“It is scarcely kind to say this to one who loves you. I have been many years vice-principal of this hall, and no girl, except Annabel Lee, has come so close to my heart as you have, Maggie. Some girls come here, spend the required three years and go away again without making much impression on any one. In your case this will not be so. I have not the least doubt that you will pass your tripos examination with credit in the summer; you will then leave us, but not to be forgotten. I, for one, Maggie can never forget you.”
“How good you are!” said Maggie.
Tears trembled in the eyes which were far too proud to weep except in private.
Miss Heath looked attentively at the young student, for whom she felt so strong an interest. Priscilla’s words had scarcely been absent from her night or day since they were spoken.
“Maggie ought to marry Mr. Hammond. Maggie loves him and he loves her, but a bogie stands in the way.” Night and day Miss Heath had pondered these words. Now, looking at the fair face, whose roundness of outline was slightly worn, at the eyes which had looked at her for a moment through a veil of sudden tears, she resolved to take the initiative in a matter which she considered quite outside her province.
“Sit down, Maggie,” she said. “I think the time has come for me to tell you something which has lain as a secret on my heart for over a year.”
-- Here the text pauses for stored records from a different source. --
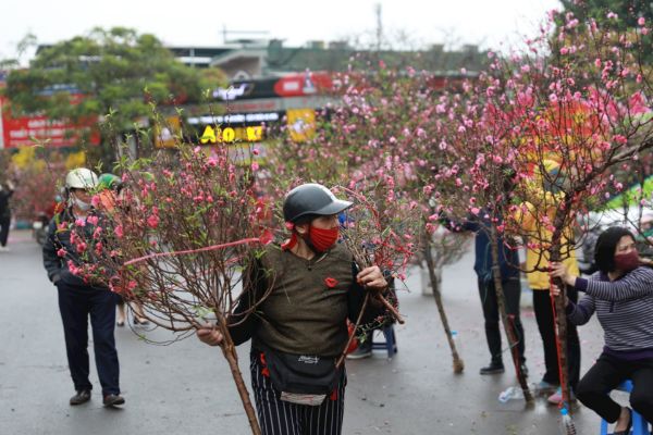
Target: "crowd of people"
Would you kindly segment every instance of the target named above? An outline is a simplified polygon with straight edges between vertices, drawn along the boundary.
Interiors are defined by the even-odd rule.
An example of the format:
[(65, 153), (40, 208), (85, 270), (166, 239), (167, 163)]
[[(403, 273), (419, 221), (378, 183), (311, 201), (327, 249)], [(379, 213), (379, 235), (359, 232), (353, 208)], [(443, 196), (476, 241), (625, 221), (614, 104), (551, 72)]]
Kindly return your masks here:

Maggie looked up in surprise, then dropped into a chair and folded her hands in her lap. She was slightly surprised at Miss Heath’s tone, but not as yet intensely interested.
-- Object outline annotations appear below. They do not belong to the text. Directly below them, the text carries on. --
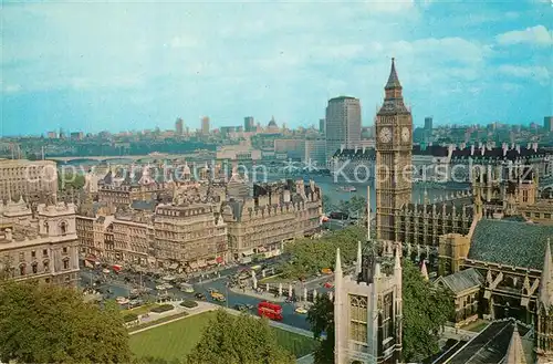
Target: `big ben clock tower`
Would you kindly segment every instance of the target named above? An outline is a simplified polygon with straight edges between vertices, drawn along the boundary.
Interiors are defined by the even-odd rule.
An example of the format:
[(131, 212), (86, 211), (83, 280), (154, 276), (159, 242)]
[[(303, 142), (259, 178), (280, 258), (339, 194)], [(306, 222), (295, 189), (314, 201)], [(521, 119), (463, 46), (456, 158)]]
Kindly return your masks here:
[(411, 201), (413, 117), (404, 104), (394, 59), (384, 91), (375, 125), (376, 235), (377, 239), (397, 241), (396, 211)]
“You know, my dear,” she said, “that I never interfere with the life a student lives outside this hall. Provided she obeys the rules and mentions the names of the friends she visits, she is at liberty, practically, to do as she pleases in those hours which are not devoted to lectures. A girl at St. Benet’s may have a great, a very great friend at Kingsdene or elsewhere of whom the principals of the college know nothing. I think I may add with truth that were the girl to confide in the principal of her college in case of any friendship developing into— into love, she would receive the deepest sympathy and the tenderest counsels that the case would admit of. The principal who was confided in would regard herself for the time being as the young girl’s mother.”
Maggie’s eyes were lowered now; her lips trembled; she played nervously with a flower which she held in her hand.
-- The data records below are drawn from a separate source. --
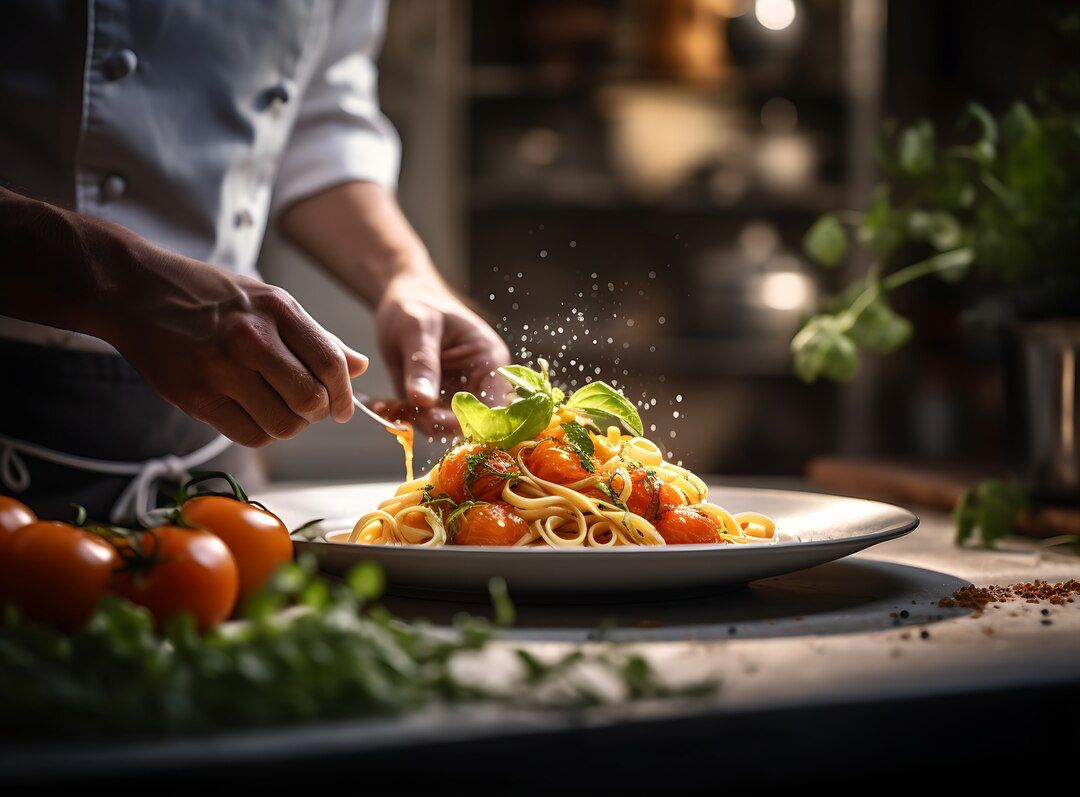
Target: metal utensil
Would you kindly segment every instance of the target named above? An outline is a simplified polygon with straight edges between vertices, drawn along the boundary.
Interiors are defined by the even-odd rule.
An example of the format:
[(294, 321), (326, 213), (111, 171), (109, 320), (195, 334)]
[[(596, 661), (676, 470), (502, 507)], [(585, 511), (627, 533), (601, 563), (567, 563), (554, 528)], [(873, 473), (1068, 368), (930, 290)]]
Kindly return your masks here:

“I must apologize,” continued Miss Heath, “for having alluded to a subject which may not in the least concern you, my dear. My excuse for doing so is that what I have to tell you directly bears on the question of marriage. I would have spoken to you long ago, but, until lately, until a few days ago, I had not the faintest idea that such a subject had even distantly visited your mind.”
“Who told you that it had?” questioned Maggie. She spoke with anger. “Who has dared to interfere— to spread rumors? I am not going to marry. I shall never marry.”